# Lake Creek River Access-Eagle County



## tsprunk (Feb 27, 2007)

Eagle County is pleased to announce that the Lake Creek Housing Authority has donated an 8-acre property, known as the Lake Creek River Access Site (just west of Edwards, adjacent to the wastewater treatment plant) to Eagle County Open Space. This conveyance assures permanent public access to the Eagle River for boating and angling.

Special thanks to Timberline Tours who has agreed to continue providing seasonal porta-potties at the site.  

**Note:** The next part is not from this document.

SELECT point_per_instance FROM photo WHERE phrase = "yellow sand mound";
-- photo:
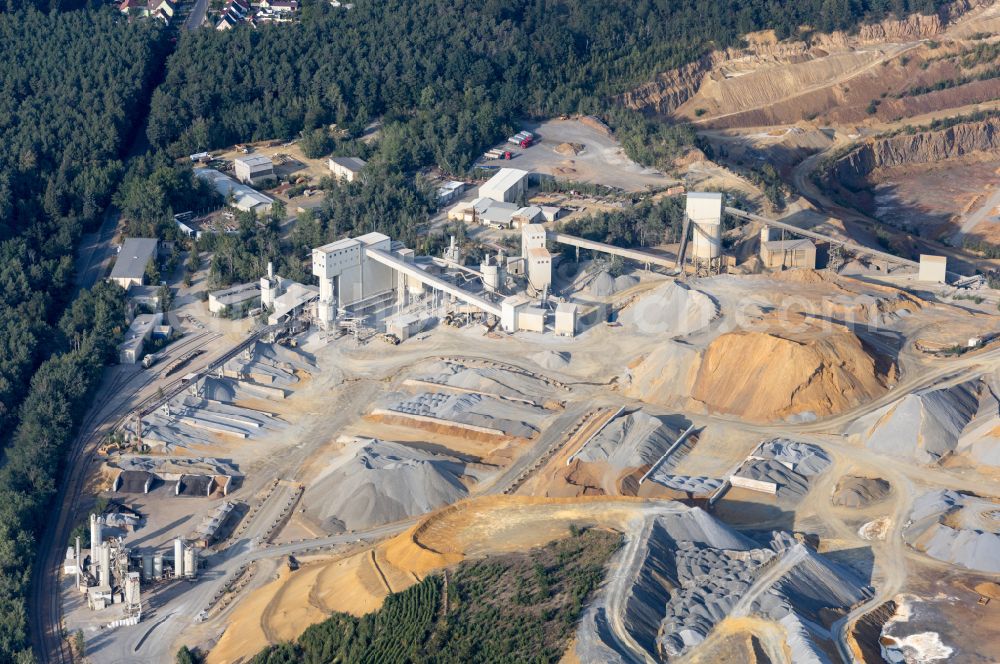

Call me if you want further info, 

Toby Sprunk, Director
Eagle County Open Space 
970-328-8698


----------



## Andy H. (Oct 13, 2003)

Fantastic!

Thanks for all the work you do, and thanks to Greg and the crew at Timberline!


----------



## ArgoCat (May 14, 2007)

*What?*

No shout out to the Housing Director that helped make it happen?

Hi Toby.


----------



## tsprunk (Feb 27, 2007)

...and special thanks to the Housing Director, Jill Klosterman, who had this brilliant idea in the first place.


----------



## Andy H. (Oct 13, 2003)

ArgoCat said:


> No shout out to the Housing Director that helped make it happen?
> 
> Hi Toby.


Oops, sorry about that. I let one basic need take precedence over another basic need...

Thanks Jill!


----------